Saturday, September 16, 2017 9:48 AM
Could you share the syntax error along with screenshot.
Do click on "Mark as Answer" on the post that helps you, this can be beneficial to other community members
Monday, September 18, 2017 9:00 AM
>>> /etc/sudoers: syntax error near line 31 <<<
sudo: parse error in /etc/sudoers near line 31
sudo: no valid sudoers sources found, quitting
sudo: unable to initialize policy plugin
I can't upload images (yet) due to the forum policy. Anyway, any attempt to use sudo renders the error above.

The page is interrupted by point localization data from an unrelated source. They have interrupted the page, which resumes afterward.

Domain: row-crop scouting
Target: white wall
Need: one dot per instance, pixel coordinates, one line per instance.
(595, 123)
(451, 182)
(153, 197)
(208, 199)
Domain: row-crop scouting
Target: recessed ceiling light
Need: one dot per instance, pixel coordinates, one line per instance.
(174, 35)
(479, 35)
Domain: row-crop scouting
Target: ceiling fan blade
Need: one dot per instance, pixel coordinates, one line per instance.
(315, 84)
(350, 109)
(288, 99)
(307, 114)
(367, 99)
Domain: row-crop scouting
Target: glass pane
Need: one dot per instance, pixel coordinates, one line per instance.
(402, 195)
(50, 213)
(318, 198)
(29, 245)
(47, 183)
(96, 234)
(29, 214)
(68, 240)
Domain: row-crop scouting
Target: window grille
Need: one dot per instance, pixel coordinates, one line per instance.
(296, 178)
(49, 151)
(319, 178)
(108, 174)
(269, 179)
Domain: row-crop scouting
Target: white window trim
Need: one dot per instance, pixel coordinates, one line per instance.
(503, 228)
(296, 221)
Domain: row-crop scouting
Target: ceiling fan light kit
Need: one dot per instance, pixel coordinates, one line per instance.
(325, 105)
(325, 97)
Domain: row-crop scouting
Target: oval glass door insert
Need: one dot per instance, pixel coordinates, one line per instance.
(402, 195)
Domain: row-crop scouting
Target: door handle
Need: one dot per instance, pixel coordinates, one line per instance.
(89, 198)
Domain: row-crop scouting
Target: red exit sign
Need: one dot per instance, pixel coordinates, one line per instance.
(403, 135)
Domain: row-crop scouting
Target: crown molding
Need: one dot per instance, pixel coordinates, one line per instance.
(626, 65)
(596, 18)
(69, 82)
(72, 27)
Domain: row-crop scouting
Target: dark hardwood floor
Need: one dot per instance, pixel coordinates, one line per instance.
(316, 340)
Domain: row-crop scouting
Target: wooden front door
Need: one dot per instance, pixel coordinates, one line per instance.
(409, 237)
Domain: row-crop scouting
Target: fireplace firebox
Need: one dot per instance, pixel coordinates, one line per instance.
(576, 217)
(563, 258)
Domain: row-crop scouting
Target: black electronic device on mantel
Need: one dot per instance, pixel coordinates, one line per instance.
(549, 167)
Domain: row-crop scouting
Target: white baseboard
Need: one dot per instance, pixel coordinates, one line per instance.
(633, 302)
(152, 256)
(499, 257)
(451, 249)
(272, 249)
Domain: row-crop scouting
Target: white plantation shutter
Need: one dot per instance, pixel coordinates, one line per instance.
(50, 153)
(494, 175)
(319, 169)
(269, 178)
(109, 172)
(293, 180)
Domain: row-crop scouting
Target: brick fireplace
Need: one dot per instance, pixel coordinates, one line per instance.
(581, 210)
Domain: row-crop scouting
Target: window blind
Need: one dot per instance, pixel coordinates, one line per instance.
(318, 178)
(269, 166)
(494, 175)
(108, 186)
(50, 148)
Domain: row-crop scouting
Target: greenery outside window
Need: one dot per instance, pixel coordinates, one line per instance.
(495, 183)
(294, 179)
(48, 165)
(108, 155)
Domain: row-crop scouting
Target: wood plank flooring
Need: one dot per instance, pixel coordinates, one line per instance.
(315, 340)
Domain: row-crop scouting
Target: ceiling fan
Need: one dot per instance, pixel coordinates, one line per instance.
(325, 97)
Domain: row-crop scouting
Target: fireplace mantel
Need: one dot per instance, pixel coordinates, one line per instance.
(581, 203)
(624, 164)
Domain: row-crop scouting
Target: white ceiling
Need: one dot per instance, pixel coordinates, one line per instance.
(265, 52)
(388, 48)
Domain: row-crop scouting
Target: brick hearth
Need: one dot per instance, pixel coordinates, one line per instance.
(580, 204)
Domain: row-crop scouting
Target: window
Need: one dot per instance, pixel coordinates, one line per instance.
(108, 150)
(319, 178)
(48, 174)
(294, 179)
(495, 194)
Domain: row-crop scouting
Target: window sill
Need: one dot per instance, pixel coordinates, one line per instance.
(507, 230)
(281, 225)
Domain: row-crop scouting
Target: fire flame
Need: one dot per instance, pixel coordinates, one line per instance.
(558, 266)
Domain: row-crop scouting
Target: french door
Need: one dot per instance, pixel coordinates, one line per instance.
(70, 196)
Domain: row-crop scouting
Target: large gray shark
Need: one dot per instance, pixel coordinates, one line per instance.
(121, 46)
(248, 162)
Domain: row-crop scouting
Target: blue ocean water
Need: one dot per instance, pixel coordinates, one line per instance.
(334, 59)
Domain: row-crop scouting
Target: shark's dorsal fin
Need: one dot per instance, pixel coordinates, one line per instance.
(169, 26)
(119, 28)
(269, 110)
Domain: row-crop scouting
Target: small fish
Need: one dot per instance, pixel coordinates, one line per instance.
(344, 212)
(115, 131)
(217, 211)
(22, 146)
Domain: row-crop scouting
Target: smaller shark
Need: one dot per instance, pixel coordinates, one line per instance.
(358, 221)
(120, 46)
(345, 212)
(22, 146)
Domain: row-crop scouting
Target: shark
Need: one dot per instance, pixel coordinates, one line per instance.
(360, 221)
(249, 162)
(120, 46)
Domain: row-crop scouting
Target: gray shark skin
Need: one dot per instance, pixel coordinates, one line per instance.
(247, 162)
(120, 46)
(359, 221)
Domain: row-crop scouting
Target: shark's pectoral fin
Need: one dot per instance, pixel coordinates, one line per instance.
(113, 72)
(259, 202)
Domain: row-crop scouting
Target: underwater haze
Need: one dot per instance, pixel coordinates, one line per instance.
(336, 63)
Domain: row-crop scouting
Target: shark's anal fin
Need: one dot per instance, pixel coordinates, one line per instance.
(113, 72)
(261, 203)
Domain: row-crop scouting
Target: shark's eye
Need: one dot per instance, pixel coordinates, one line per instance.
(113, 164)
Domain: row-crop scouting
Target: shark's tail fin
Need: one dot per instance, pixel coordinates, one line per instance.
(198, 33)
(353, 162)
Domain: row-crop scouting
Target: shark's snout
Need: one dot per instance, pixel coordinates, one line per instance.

Obviously I can't investigate the line 31 of the file as my users has no rights to it and ... it cannot sudo :)
I should have probably changed the root's password to something I know and now I could use su, but it was to easy just to start messing around with sudo...
Or perhaps is there away to change root password of an existing machine using Azure portal?
Thanks, Chris
Wednesday, September 20, 2017 12:45 PM | 1 vote
I would suggest you to check the steps mentioned in the below documents:
/en-us/azure/virtual-machines/linux/using-vmaccess-extension
Also, refer the below links related to root password:
https://serverfault.com/questions/680460/how-to-reset-root-password-on-a-linux-vm-on-windows-azure
https://stackoverflow.com/questions/24313562/root-login-ubuntu-vm-on-azure
Do click on "Mark as Answer" on the post that helps you, this can be beneficial to other community members
Monday, October 9, 2017 9:14 PM
Thank you for valuable tips. My case is now solved.
FYI, the recipes from /en-us/azure/virtual-machines/linux/using-vmaccess-extension didn't really help against the case of broken /etc/sudoers file, as you can't reset root user password this way and newly created sudo users still could not sudo.
BUT
I followed the links to the reference of Azure CLI and managed to fix my case using this:
az vm run-command invoke -g <res> -n <vm> --command-id RunShellScript --scripts "..."
For example you can copy and move files between locations on the target machine and change their permissions. Well, you can do basically anything with this, because those --scripts are apparently run in the root context on the target machine. Hurray for Azure.
Thank you guys for your help!
Tuesday, October 10, 2017 8:23 AM
Awesome :)Glad to know issue got resolved and Thank you for sharing the information as this might help other users.
Do click on "Mark as Answer" on the post that helps you, this can be beneficial to other community members
Saturday, October 14, 2017 11:08 AM
Yep. Any problem with sudoers should by solvable by
az login
az vm run-command invoke -g <res> -n <vm> --command-id RunShellScript --scripts "chmod 446 /etc/sudoers"
<log in as regular user and edit /etc/sudoers out>
az vm run-command invoke -g <res> -n <vm> --command-id RunShellScript --scripts "chmod 440 /etc/sudoers"
I think it's useful as there are other threads on this forum that advise reinstantiating the virtual machine. I reckon this is much cheaper way, at least for simple cases as mine.